Digestive: vomiting, dyspepsia, dry mouth, flatulence, decreased appetite, constipation, oral moniliasis, anorexia, eructation, gastritis, mouth ulcers, gastrointestinal disorders, rectal disorders, tongue disorders, tooth disorders, increased thirst, oral lesions, tenesmus, dry throat, toothache.
Blood and Lymphatic: anaemia.
Metabolic and Nutritional: Dehydration, gout, peripheral edema, weight increase. Increased SGPT, ASAT, ALAT and alkaline phosphatase and/or bilirubin, liver damage
Musculoskeletal: Myalgia.
Nervous: dizziness, insomnia, somnolence, anxiety, shakiness, nervousness, cerebral infarction, change in dreams, impaired concentration, confusion, nightmares, paresthesia, vertigo.
Respiratory: asthma, cough, epistaxis, rhinitis, wheezing, bronchitis, dyspnea, pleural effusion, pneumonia, sinusitis.
Skin: Urticaria, rash, pruritus non-application site, diaphoresis, maculopapular rash, fungal dermatitis, desquamation, dry skin non-application site, hair loss, vesiculobullous rash, sunburn, hypersensitivity mucocutaneous reactions.

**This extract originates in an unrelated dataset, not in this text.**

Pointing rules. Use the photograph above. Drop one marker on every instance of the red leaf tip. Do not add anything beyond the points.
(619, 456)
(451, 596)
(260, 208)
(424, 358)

Special Senses: Taste alterations, eye irritation, taste loss, tinnitus.
Urogenital: Hematuria, urinary tract infections, metrorrhagia, dysuria, urinary frequency, nocturia, penile infection, proteinuria, vaginal pain.
Immune system disorders: Anaphylactic reactions, bronchospasm, purpura and angioedema.
Single dose of cefpodoxime film-coated tablets
In reported clinical trials using a single dose of cefpodoxime proxetil film-coated tablets, patients were treated with the recommended dosage of cefpodoxime (200 mg). There were no deaths or permanent disabilities considered to be related to drug toxicity in these studies. Adverse events considered as possibly or probably related to cefpodoxime in single-dose clinical trials conducted by the innovator were as follows:
Incidence greater than 1%:
Nausea: 1.4%
Diarrhea: 1.2%
Incidence less than 1%:
Central Nervous System: Dizziness, headache, syncope.
Dermatologic: Rash.
Genital: Vaginitis.
Gastrointestinal: Abdominal pain.
Psychiatric: Anxiety
Most of these abnormalities were transient and not clinically significant.
The additional adverse events as per the EMC data were as follows:
Gastrointestinal disorders: Common: Gastric pressure bloody diarrhea can occur as a symptom of enterocolitis. Bloody diarrhea can occur as a symptom of enterocolitis.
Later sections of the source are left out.